Project Managers Deserve Clear Career Paths, Job Descriptions

Jessica Fritter, MACPR, ACRP-CP

Jessica Fritter, MACPR, ACRP-CP, Clinical Research Administration Manager, Nationwide Children’s Hospital

The vital role of project managers in clinical trials is being undermined by foggy career paths and disparate definitions and job descriptions scattered across the industry, says Jessica Fritter, MACPR, ACRP-CP, clinical research administration manager for Nationwide Children’s Hospital.

Describing the issues as “a huge barrier,” Fritter is working to help project managers feel “less alone” as they perform their important work. “Many people stumble into clinical research [as a career], and then stumble into project management,” she notes.
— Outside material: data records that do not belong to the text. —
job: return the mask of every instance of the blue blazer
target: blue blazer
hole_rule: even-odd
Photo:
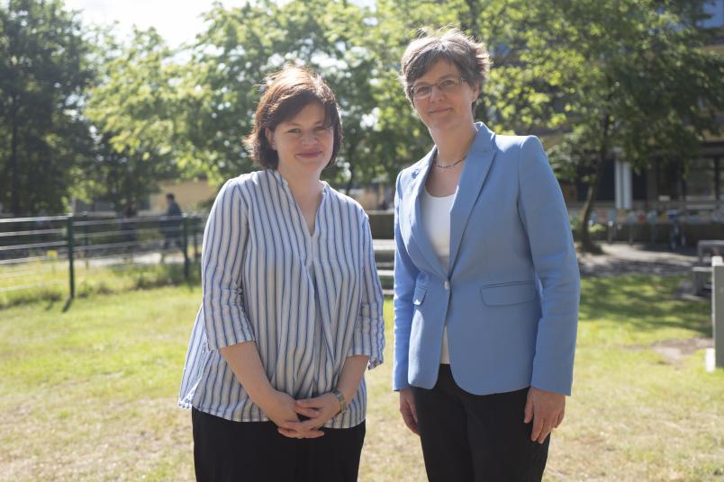
[[[580,280],[568,213],[540,141],[484,124],[450,210],[440,265],[421,219],[433,148],[397,177],[393,388],[431,388],[443,326],[457,385],[570,395]]]

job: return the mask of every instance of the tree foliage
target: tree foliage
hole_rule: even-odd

Unfortunately, the difficult job of being a project manager is made more complex because the clinical trial industry doesn’t generally agree on job terms, descriptions, and definitions, Fritter says. “Some project managers are called clinical research coordinators (CRCs) because it is the nurses on the hospital side who get called project managers,” she notes. It’s confusing for everyone, she adds.

“We need to make it easier for project managers by standardizing” definitions and roles, she stresses. “Clinical trial organizations are different, and often use different terms” that don’t equate to those used at other clinical trial shops, she says.

“There are many flavors of project management in a clinical trial, from start-up, through execution, and on to closing,” Fritter says. However, many project managers aren’t truly aware of how their activities fit into the larger whole of the clinical trial, she notes. These project managers aren’t always aware of potential gaps in their experience or education, and don’t know where to find the resources and back-up they require, she adds.

“Project managers need to learn about all the pillars of the role in a clinical trial,” Fritter says. It will help them better understand their job, their career prospects, and how they can improve as a professional, she adds. Armed with such knowledge, “they can identify areas where they need training, and then learn about the best ways to find it,” she says.

Standardizing definitions and carving out clearer career paths will help today’s professionals “better understand where they are in their career, and identify the skills they need to grow,” Fritter says.